Senior staff writer Steve Ragan at CSO has apparently dug into the leaked Sony Pictures Entertainment documents and found evidence that the company “has upwards of $60 million in cyber insurance coverage after consolidating coverage with Sony Corporation America.”
A freelance IT contractor before finding a career in journalism, Ragan looks to have found (and has included images of) the policy and email communication outlining Sony Pictures’ search for cyber coverage after it was hacked in 2011.
At the advice of broker Marsh, Sony Pictures joined a one-year AIG CyberEdge policy with Sony Corp. of America starting April 1, 2014, Ragan says in his column, Salted Hash.
“The problem is, most of the cyber insurance experts that spoke with Salted Hash, feel that $60 million isn’t enough for a company Sony’s size, and they’re not alone,” Ragan wrote.
Much has been written about the letter from Davis Boise of law firm Boise Schiller & Flexner on behalf of Sony Pictures to journalists. It sternly requests that reporters stop using leaked Sony documents in stories and destroy copies of leaked documents.
Many journalists, like the well-known Brian Krebs of KrebsOnSecurity, have risen in defiance against such a request. Reporters typically don’t like being told what to do.

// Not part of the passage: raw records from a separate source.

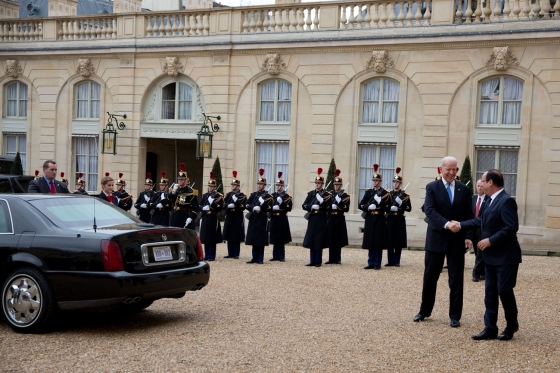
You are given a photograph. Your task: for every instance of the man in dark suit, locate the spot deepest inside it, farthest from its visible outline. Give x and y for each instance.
(445, 200)
(48, 183)
(501, 253)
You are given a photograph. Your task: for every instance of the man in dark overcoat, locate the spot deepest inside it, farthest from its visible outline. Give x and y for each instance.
(374, 204)
(211, 205)
(396, 223)
(258, 204)
(280, 233)
(337, 232)
(317, 204)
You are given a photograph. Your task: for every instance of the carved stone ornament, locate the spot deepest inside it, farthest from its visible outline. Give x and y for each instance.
(13, 68)
(85, 67)
(380, 61)
(172, 66)
(501, 59)
(273, 63)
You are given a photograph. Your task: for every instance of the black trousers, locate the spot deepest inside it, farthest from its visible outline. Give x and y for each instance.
(433, 262)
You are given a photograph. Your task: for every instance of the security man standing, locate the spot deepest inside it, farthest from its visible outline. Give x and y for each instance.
(337, 232)
(317, 204)
(234, 225)
(396, 223)
(185, 203)
(280, 233)
(210, 229)
(144, 198)
(375, 203)
(258, 204)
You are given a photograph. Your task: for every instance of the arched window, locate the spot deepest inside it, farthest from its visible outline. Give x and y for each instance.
(275, 101)
(88, 100)
(380, 101)
(500, 101)
(176, 101)
(16, 100)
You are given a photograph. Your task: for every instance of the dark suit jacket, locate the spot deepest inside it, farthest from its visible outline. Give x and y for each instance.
(40, 186)
(439, 211)
(499, 222)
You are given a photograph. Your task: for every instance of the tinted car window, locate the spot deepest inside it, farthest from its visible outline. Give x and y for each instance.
(78, 213)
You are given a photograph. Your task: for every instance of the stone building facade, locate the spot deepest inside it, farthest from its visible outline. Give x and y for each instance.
(399, 83)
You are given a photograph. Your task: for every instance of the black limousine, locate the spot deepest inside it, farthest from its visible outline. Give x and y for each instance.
(69, 252)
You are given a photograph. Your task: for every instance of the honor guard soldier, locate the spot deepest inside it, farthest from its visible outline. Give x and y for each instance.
(185, 203)
(159, 205)
(375, 203)
(280, 233)
(317, 204)
(337, 232)
(125, 199)
(210, 229)
(81, 185)
(258, 204)
(396, 223)
(144, 198)
(234, 226)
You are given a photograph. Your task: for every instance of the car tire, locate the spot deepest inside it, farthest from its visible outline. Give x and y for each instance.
(28, 302)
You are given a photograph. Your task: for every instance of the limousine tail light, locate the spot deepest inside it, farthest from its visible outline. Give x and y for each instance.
(112, 258)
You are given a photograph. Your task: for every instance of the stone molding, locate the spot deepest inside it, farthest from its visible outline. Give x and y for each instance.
(380, 61)
(13, 68)
(501, 59)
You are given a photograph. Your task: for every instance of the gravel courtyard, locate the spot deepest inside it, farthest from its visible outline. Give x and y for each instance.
(284, 317)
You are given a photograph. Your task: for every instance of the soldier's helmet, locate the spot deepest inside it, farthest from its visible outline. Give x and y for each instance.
(376, 175)
(148, 180)
(235, 181)
(261, 179)
(279, 181)
(319, 178)
(182, 173)
(337, 179)
(212, 181)
(397, 177)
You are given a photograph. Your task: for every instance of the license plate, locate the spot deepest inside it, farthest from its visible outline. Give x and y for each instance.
(162, 253)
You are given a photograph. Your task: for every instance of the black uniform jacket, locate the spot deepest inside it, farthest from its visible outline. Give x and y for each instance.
(257, 232)
(279, 225)
(375, 226)
(210, 228)
(234, 225)
(316, 234)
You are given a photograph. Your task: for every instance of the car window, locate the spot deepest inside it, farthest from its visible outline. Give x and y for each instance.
(78, 213)
(5, 219)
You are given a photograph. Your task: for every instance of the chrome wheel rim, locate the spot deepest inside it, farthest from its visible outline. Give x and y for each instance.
(22, 300)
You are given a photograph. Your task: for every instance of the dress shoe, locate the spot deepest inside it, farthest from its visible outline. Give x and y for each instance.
(507, 334)
(485, 334)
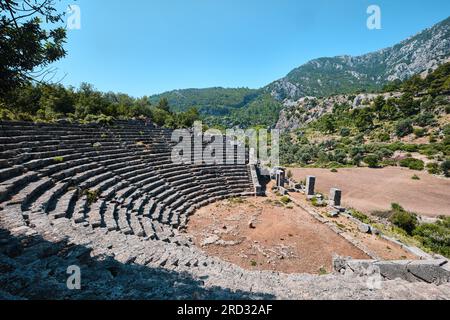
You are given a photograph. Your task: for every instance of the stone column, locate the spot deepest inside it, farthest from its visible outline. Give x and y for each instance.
(310, 184)
(335, 197)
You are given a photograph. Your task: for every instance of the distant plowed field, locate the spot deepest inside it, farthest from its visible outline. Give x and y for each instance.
(369, 190)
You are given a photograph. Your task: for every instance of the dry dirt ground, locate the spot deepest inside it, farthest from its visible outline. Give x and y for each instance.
(369, 190)
(261, 234)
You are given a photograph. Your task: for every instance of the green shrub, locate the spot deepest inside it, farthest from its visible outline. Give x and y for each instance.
(445, 167)
(316, 203)
(410, 148)
(289, 174)
(384, 137)
(435, 236)
(5, 114)
(360, 216)
(403, 219)
(389, 163)
(419, 132)
(372, 160)
(345, 132)
(433, 168)
(92, 195)
(403, 128)
(285, 200)
(413, 164)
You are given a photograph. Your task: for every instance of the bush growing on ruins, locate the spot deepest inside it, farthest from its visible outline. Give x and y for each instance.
(289, 174)
(360, 216)
(285, 200)
(419, 132)
(345, 132)
(372, 160)
(91, 195)
(316, 202)
(413, 164)
(435, 236)
(445, 167)
(58, 159)
(433, 168)
(5, 114)
(403, 219)
(383, 137)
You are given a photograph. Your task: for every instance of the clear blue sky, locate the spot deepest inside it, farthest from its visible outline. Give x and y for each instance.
(142, 47)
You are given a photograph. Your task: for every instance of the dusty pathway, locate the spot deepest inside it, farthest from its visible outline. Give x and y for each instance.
(369, 190)
(282, 239)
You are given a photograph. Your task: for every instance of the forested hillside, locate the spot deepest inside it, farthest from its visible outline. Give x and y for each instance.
(407, 125)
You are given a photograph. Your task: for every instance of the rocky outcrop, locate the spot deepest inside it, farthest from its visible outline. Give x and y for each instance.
(344, 74)
(297, 114)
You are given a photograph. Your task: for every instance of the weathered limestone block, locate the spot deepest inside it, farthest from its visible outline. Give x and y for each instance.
(335, 197)
(364, 228)
(430, 271)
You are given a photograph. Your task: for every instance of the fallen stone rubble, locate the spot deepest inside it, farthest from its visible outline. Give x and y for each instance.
(110, 201)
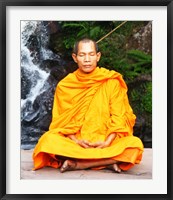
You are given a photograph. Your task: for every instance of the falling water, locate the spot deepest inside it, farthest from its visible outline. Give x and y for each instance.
(36, 87)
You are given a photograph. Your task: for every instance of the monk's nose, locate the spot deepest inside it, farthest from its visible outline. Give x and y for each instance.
(87, 58)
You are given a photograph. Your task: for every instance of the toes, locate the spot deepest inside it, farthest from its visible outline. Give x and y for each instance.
(116, 168)
(67, 166)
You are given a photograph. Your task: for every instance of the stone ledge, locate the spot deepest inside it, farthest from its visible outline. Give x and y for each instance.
(141, 171)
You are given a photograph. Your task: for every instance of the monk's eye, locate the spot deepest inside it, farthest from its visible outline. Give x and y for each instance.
(81, 55)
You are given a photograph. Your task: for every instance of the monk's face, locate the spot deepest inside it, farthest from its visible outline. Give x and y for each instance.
(86, 57)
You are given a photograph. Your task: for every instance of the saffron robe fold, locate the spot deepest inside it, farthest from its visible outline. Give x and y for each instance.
(91, 106)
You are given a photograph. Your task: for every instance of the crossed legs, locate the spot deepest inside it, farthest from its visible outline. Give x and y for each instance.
(72, 164)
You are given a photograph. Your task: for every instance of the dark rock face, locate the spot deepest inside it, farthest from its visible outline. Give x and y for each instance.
(142, 40)
(41, 70)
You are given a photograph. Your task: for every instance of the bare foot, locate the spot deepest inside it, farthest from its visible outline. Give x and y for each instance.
(114, 167)
(68, 165)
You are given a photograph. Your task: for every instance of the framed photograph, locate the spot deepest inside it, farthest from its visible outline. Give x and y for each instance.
(18, 20)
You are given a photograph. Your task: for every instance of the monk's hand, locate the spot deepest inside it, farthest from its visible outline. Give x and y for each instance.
(100, 144)
(84, 143)
(105, 143)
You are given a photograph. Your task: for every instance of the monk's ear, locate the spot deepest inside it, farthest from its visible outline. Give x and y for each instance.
(98, 56)
(74, 56)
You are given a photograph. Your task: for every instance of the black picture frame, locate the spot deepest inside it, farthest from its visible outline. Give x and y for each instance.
(3, 183)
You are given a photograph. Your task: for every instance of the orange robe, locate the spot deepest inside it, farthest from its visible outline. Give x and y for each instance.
(91, 106)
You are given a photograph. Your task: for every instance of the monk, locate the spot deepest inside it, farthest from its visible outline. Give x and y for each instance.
(92, 121)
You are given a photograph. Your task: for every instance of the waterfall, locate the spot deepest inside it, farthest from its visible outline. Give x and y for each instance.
(37, 83)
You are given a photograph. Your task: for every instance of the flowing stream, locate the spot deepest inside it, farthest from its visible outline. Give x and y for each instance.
(37, 82)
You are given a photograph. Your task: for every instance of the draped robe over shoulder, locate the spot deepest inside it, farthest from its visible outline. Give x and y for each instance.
(90, 106)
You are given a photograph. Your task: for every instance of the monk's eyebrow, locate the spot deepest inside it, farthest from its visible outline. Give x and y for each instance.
(86, 52)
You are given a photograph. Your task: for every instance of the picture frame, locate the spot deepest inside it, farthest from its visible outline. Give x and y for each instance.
(3, 89)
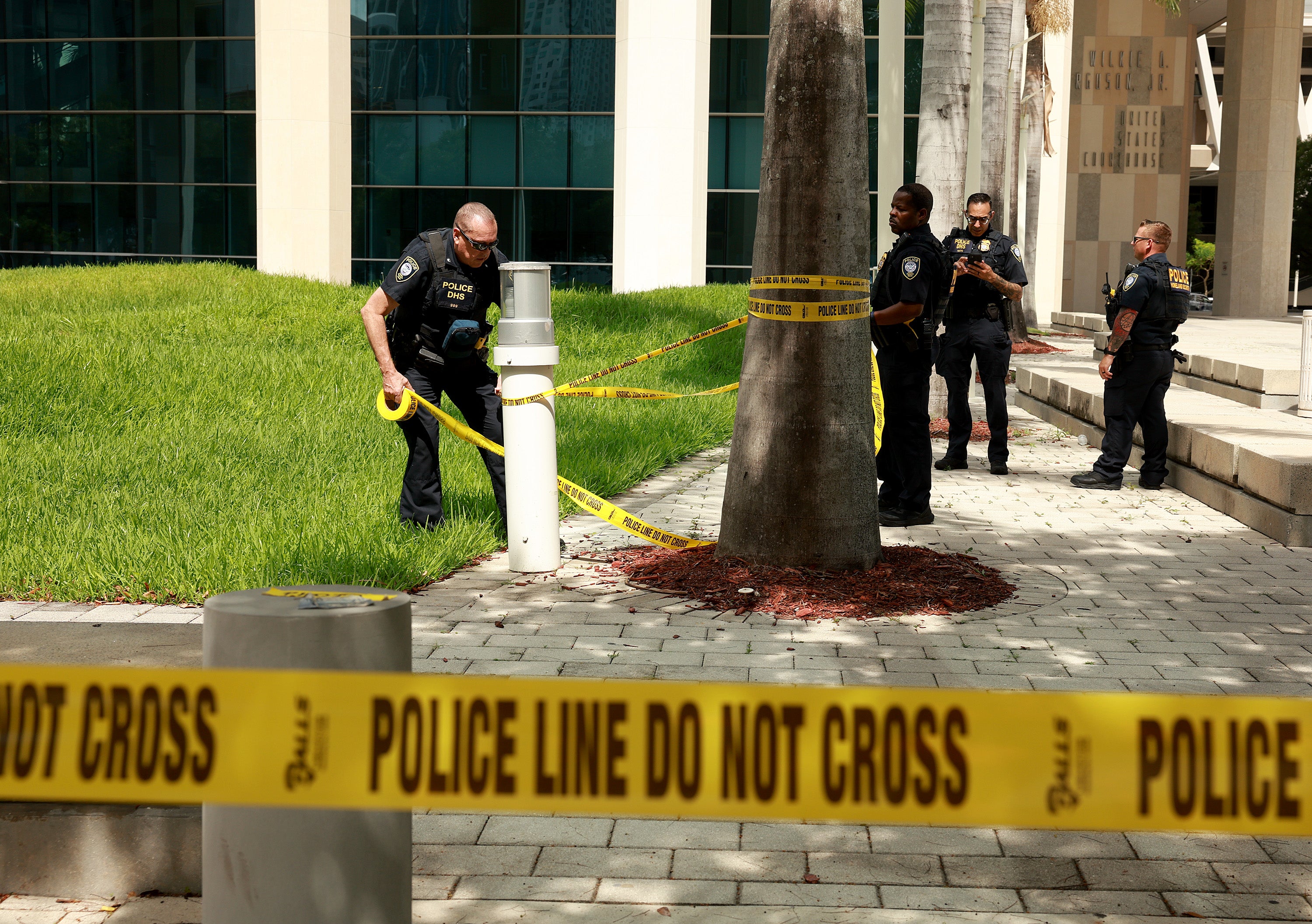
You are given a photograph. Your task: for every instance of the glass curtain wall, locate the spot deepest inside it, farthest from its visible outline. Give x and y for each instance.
(126, 130)
(739, 48)
(508, 103)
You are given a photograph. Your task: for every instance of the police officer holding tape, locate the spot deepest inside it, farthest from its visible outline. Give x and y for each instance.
(988, 276)
(1143, 314)
(440, 290)
(902, 323)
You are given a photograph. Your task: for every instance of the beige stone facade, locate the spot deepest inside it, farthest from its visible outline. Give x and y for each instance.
(1127, 151)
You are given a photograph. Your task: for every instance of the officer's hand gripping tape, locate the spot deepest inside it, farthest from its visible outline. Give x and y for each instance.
(599, 507)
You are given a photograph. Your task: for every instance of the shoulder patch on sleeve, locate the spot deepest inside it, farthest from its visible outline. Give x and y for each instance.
(406, 268)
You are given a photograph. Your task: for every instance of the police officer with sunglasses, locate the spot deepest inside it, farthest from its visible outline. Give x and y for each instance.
(428, 327)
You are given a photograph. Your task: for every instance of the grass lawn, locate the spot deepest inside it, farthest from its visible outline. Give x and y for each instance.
(168, 432)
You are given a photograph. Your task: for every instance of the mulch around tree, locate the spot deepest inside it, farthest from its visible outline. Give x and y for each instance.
(979, 429)
(910, 582)
(1036, 347)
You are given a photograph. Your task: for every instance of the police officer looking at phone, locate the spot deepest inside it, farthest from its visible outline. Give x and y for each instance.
(902, 302)
(988, 276)
(440, 292)
(1143, 314)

But some media outlets have likened the usage of the recently stolen Sony documents to the recently hacked and published nude photos of many celebrities. Most of the media railed against the publication of these photos as a clear violation of privacy.
We’re all hypocrites and my hypocrisy does not run deep enough to deny myself a look at some of the many entertainment stories generated by the incredibly massive amount of files leaked by whatever person or group from whatever country broke into Sony’s computer systems.
But is the public any more well-informed by the publication of personal, stolen emails from Sony executives and employees–no matter how juicy? Is the use of the these documents even by researchers and journalists with higher objectives any more ethical? Do we have the right to know what people say to one another or send to one another under an umbrella of an expectation of privacy? Or do folks have a naïve expectation of privacy to begin with?
My inclusion in these conversations and my reactions to the opinion pieces and blogs has been mixed. I admit, I am swayed equally by arguments from either side. Nevertheless, this is an excellent debate and one worth having if these types of breaches are to be a regular unwelcomed guest in our society.
But to me, it has thus far been very interesting to note the backlash against one and the acceptance of another type of “violation of privacy.” Have we somehow crafted a violation of privacy scale?